Search code examples
sqldatehivecastingtimestamp

Finding the date before/after a date stored in int representation (Hive SQL)


I need to select between a range of dates centered on a specific date, but my partition column of dates is stored as int.

For example, selecting between the dates before and after '20210901' (20210831 to 20210902)

Is there any way to do that which is less convoluted than what I came up with below?
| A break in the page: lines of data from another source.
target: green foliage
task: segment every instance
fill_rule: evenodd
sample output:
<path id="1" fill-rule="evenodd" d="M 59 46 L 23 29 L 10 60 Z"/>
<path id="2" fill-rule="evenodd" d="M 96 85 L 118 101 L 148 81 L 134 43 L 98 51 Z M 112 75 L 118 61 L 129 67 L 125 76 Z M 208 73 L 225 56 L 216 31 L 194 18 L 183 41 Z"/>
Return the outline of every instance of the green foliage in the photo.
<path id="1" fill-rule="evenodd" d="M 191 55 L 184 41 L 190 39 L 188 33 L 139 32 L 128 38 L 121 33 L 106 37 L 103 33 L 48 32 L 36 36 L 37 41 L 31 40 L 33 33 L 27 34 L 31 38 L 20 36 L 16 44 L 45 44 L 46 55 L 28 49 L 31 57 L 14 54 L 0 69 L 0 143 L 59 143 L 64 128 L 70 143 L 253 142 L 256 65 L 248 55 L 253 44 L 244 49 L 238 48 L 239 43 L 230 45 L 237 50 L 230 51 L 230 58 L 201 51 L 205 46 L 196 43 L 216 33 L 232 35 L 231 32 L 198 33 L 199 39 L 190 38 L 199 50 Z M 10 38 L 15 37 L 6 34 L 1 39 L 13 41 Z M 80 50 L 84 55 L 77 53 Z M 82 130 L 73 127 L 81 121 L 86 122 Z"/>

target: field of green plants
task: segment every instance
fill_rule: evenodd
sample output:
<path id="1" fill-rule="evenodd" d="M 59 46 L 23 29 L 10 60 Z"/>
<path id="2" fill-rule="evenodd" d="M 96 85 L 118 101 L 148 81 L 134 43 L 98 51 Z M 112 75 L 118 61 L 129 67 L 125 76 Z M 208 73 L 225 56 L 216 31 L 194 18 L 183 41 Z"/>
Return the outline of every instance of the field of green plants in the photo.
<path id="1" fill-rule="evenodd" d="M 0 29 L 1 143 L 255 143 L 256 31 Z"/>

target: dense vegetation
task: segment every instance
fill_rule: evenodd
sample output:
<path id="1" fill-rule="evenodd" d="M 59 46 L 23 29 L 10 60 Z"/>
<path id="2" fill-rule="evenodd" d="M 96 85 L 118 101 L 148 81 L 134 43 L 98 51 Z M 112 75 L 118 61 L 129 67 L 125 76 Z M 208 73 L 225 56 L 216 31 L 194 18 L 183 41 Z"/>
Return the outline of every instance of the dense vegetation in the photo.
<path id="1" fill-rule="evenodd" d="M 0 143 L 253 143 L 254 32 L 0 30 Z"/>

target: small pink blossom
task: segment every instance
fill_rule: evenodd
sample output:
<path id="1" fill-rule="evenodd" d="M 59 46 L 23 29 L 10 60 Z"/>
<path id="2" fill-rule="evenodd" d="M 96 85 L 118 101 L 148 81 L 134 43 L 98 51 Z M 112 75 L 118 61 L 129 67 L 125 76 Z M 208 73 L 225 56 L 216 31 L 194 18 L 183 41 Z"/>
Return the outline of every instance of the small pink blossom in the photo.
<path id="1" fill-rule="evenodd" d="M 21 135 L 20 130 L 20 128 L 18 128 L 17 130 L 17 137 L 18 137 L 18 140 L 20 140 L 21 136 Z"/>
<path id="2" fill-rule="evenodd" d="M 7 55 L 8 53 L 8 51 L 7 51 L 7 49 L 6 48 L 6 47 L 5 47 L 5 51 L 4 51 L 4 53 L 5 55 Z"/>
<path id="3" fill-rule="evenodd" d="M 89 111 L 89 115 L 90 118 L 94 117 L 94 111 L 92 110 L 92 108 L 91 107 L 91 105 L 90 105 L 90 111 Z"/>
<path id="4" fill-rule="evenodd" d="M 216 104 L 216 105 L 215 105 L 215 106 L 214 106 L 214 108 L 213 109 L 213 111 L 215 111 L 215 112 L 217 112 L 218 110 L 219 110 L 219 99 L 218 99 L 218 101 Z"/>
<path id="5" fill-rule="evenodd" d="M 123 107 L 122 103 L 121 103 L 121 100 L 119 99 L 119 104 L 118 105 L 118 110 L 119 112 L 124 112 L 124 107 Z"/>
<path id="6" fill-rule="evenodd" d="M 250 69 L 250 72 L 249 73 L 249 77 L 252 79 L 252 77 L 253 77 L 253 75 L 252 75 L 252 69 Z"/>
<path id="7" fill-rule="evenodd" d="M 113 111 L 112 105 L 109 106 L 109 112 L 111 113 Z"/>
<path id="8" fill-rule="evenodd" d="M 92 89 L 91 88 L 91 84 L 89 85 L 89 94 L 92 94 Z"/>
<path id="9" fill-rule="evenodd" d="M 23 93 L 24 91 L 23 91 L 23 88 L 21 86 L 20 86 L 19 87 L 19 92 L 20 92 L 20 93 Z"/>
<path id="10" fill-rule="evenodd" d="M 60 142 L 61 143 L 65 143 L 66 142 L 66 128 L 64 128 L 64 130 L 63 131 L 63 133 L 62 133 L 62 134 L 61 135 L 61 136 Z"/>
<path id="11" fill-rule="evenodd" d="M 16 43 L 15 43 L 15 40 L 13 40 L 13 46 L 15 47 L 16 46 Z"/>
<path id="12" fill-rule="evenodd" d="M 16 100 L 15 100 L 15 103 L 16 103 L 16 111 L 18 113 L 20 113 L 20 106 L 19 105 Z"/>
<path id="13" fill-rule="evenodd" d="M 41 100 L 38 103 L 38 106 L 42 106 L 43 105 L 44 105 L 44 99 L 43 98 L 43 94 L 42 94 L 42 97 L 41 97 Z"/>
between cast(date_format(date_sub(date_format(from_unixtime(unix_timestamp(cast('20210901' as string),'yyyyMMdd')),'yyyy-MM-dd'),1),'yyyyMMdd') as int) and \
cast(date_format(date_add(date_format(from_unixtime(unix_timestamp(cast('20210901' as string),'yyyyMMdd')),'yyyy-MM-dd'),1),'yyyyMMdd');

Solution

  • unix_timestamp + from_unixtime conversion needed only when you have some date format which can not be transformed to yyyy-MM-dd format using string functions only for example 1 Jan 21 . SimpleDateFormat class used under thehood of unix_timestamp and from_unixtime is rather heavy and not simple at all, even regexp_replace is easier transformation.

    Use string manipulation if possible:

    select part_col between int(replace(date_sub(regexp_replace('20210901','^(\\d{4})(\\d{2})(\\d{2})$','$1-$2-$3'),1),'-',''))
                        and int(replace(date_add(regexp_replace('20210901','^(\\d{4})(\\d{2})(\\d{2})$','$1-$2-$3'),1),'-',''))
    

    Even Int() conversion is not necessary, Hive will convert implicitly:

    select part_col between replace(date_sub(regexp_replace('20210901','^(\\d{4})(\\d{2})(\\d{2})$','$1-$2-$3'),1),'-','')
                        and replace(date_add(regexp_replace('20210901','^(\\d{4})(\\d{2})(\\d{2})$','$1-$2-$3'),1),'-','')
    

    If you can provide argument in DATE format yyyy-MM-dd, it would be simpler:

    select part_col between replace(date_sub('2021-09-01',1),'-','')
                        and replace(date_add('2021-09-01',1),'-','')